Open jamesaoverton opened 6 years ago
The OntoPilot CSVs for the terms include Related Entities and Exclude fields. Do we want to have these in an implementation for ROBOT?
Related entities
Whether to retrieve entities that are related to the target entity for inclusion in the import module. This can either be empty, in which case no related entities are explicitly retrieved, or it can be a comma-separated list of one or more of the following values: ancestors, descendants, equivalents, disjoints, domains, ranges, inverses, types, or property assertions.
Exclude
If the value of this field is “true”, “yes”, “t”, or “y” (not case sensitive), then this entity (and related entities, if specified in the Related entities column), will be explicitly excluded from the final import module.
I'm trying to think of a way to make it most user-friendly. I was thinking we could have a master source file like OntoPilot, where you specify the IRIs and entity files for each import... plus maybe a method (MIREOT, STAR, etc.). Then, for each entity file, just a simple list of CURIEs?
I think we want these things, but the first implementation can focus on operations that we already support.

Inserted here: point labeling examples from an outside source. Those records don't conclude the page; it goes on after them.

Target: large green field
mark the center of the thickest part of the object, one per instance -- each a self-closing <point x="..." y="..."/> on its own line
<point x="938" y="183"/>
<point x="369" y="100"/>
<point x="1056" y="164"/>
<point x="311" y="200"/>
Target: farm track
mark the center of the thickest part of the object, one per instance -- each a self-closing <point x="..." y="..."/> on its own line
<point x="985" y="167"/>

I got a basic implementation of this working. It definitely needs some refinement, but it gets the job done.
The user passes in a csv to --source-file
, and does not need to add an --input
ontology. Right now, I thought it would be best to keep it separate from merge. If we wanted to do a full extract & merge into an input ontology, that might make more sense as a new command? Just thinking out loud.
The source file looks something like this:
ID,IRI,method,term file,output
CHMO,http://purl.obolibrary.org/obo/chmo.owl,STAR,imports/source/chmo.txt,imports/chmo_imports.owl
OBI,http://purl.obolibrary.org/obo/obi.owl,MIREOT,imports/source/obi.txt,imports/obi_imports.owl
The term file specifies a txt file with a list of terms for STAR, TOP, and BOT. The MIREOT method also accepts a list of terms, but upper terms are split from lower terms with -
(I'm open to better ways of doing this, I just didn't want to have to specify two separate files)
BFO:0000002
-
BFO:0000002
Another option would be to make the term file a csv as well e.g.:
CURIE,level
BFO:0000002,upper
BFO:0000002,lower
And then we can later include the fields that OntoPilot uses. The annoying part is that the term file for the MIREOT method would be slightly different than all the other term files... but it might still be the better way to go.

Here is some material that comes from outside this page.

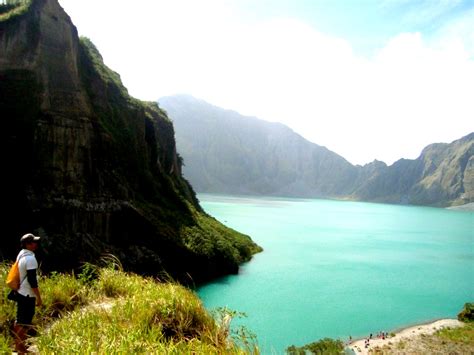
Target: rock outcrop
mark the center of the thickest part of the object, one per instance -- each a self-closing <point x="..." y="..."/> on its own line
<point x="225" y="152"/>
<point x="90" y="168"/>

Each entry in the source file is retrieved by IRI and extract is run based on the terms in the term file. The extracted terms are saved in the file specified by output.
Alternatively, another implementation would be to merge them all into one master file, then you'd have to pass in --output <arg>
. Not sure which one would be more beneficial... open to discussion.
Great.
I don't like either of those upper/lower options. I just took another look at the OntoPilot docs, and the options for Related Entities look very nice. Actually, they're close to #183, and a remove
command is close to excluding stuff from an import. On the other hand, OntoPilot's locality
option doesn't seem quite right -- you only provide one term and can't specify STAR/TOP/BOT.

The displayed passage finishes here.